This is Conrad Shawcross' first exhibition at the New Art Centre and we are delighted he has also made a cast of 'Manifold 2 (9:8)' for the sculpture park. Imbued with an appearance of scientific rationality, Shawcross often appropriates redundant theories and methodologies to create ambitious structures in diverse materials. His constructions are conceived as systems - sometimes modular, sometimes mechanical - which could theoretically be extended into infinity.
The 'Perimeter Studies Set 3', in the current exhibition, comprises four sculptures based on the dodecahedron - the fourth of the platonic solids. They are a result of Shawcross' experimentation with the solidity of planes and lines in different configurations, and emanate from his desire to portray the origins of the universe and the first millisecond of time. The sculptures from the 'Plosion Series' we are showing, likewise, are a product of his fascination with the Big Bang, and how we might envisage such phenomena through sculptural form. The 'Three Perpetual Chord Studies' draw upon his ongoing study of light and harmonics and are maquettes for the monumental public commission Shawcross has made to replace Hepworth's 'Two Forms (Divided Circle)', which was stolen from Dulwich Park in 2011. 'Manifold 2 (9:8)' is a large-scale bronze sculpture which references the second chord in the Harmonic Spectrum. Shawcross visualised the precise mathematical ratios given by this chord with a machine based on a Victorian Harmonograph, its two pendulums - one attached to a pen, the other a piece of paper - recording the oscillations of its sound waves. The complex algorithm yielded by this process has here been rendered as a three-dimensional form, the end result seeming to grow like a tree from the ground.

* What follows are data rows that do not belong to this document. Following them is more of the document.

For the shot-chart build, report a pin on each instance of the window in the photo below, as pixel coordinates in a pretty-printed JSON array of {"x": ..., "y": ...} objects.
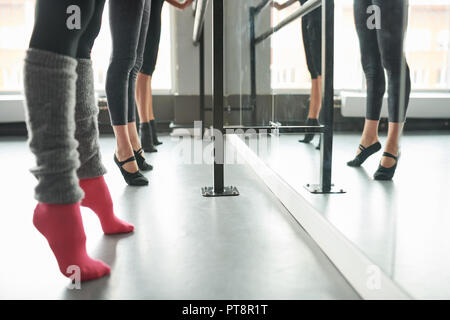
[
  {"x": 16, "y": 24},
  {"x": 427, "y": 48}
]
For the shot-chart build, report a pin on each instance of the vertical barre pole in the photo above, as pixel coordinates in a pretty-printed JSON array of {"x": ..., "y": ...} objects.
[
  {"x": 252, "y": 13},
  {"x": 218, "y": 60},
  {"x": 328, "y": 92},
  {"x": 218, "y": 190},
  {"x": 202, "y": 80},
  {"x": 326, "y": 145}
]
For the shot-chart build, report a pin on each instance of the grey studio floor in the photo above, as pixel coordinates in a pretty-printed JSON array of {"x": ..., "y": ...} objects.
[
  {"x": 184, "y": 246},
  {"x": 401, "y": 225}
]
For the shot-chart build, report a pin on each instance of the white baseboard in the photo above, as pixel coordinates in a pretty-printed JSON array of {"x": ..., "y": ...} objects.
[{"x": 348, "y": 259}]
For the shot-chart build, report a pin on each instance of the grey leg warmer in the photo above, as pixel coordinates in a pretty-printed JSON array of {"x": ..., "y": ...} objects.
[
  {"x": 86, "y": 113},
  {"x": 50, "y": 84}
]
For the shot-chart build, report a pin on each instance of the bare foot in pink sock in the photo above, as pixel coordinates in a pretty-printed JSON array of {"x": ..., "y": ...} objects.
[
  {"x": 62, "y": 226},
  {"x": 98, "y": 199}
]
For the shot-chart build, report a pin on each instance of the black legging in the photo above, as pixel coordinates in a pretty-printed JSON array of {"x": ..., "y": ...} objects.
[
  {"x": 312, "y": 41},
  {"x": 153, "y": 38},
  {"x": 51, "y": 33},
  {"x": 382, "y": 49},
  {"x": 129, "y": 23}
]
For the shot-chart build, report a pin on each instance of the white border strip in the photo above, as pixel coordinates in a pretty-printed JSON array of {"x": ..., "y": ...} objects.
[{"x": 369, "y": 281}]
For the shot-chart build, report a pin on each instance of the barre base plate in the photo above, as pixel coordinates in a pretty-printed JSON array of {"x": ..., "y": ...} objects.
[
  {"x": 318, "y": 189},
  {"x": 227, "y": 192}
]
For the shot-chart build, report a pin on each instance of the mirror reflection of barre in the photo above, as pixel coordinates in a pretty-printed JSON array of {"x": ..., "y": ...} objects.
[{"x": 325, "y": 131}]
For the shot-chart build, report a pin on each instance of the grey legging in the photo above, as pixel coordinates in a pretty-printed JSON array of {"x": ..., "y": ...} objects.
[
  {"x": 382, "y": 49},
  {"x": 129, "y": 21}
]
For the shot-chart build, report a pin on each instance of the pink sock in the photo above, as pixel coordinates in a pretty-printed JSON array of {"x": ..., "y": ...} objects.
[
  {"x": 98, "y": 199},
  {"x": 62, "y": 226}
]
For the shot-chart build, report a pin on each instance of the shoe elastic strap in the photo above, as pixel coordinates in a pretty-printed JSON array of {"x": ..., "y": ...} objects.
[
  {"x": 139, "y": 151},
  {"x": 131, "y": 159},
  {"x": 389, "y": 155}
]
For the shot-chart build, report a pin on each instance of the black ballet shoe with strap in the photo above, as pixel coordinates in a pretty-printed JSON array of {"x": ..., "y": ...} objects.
[
  {"x": 132, "y": 179},
  {"x": 142, "y": 164},
  {"x": 310, "y": 136},
  {"x": 383, "y": 173},
  {"x": 364, "y": 154}
]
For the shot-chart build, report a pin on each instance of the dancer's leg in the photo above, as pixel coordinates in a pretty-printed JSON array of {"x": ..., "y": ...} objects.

Conrad Shawcross studied at the Slade, the Ruskin School of Art and at Chelsea. He has exhibited throughout the world and our exhibition coincides with major new projects in London at Dulwich Park and the Royal Academy of Arts. Other recent solo presentations include: ARTMIA Foundation, Beijing (2014); the Roundhouse, London (2013); Palais de Tokyo, Paris (2013); Science Museum, London (2011-2012) and Turner Contemporary, Margate (2011). His work has also been exhibited at: Museum of Old and New Art, Tasmania (2014); the 55th Venice Biennale (2013); Hayward Gallery, London (2013); KW Institute for Contemporary Art, Berlin (2012); National Gallery, London (2012); Weizmann Institute of Science, Israel (2012) and Palazzo Fortuny, Venice (2011).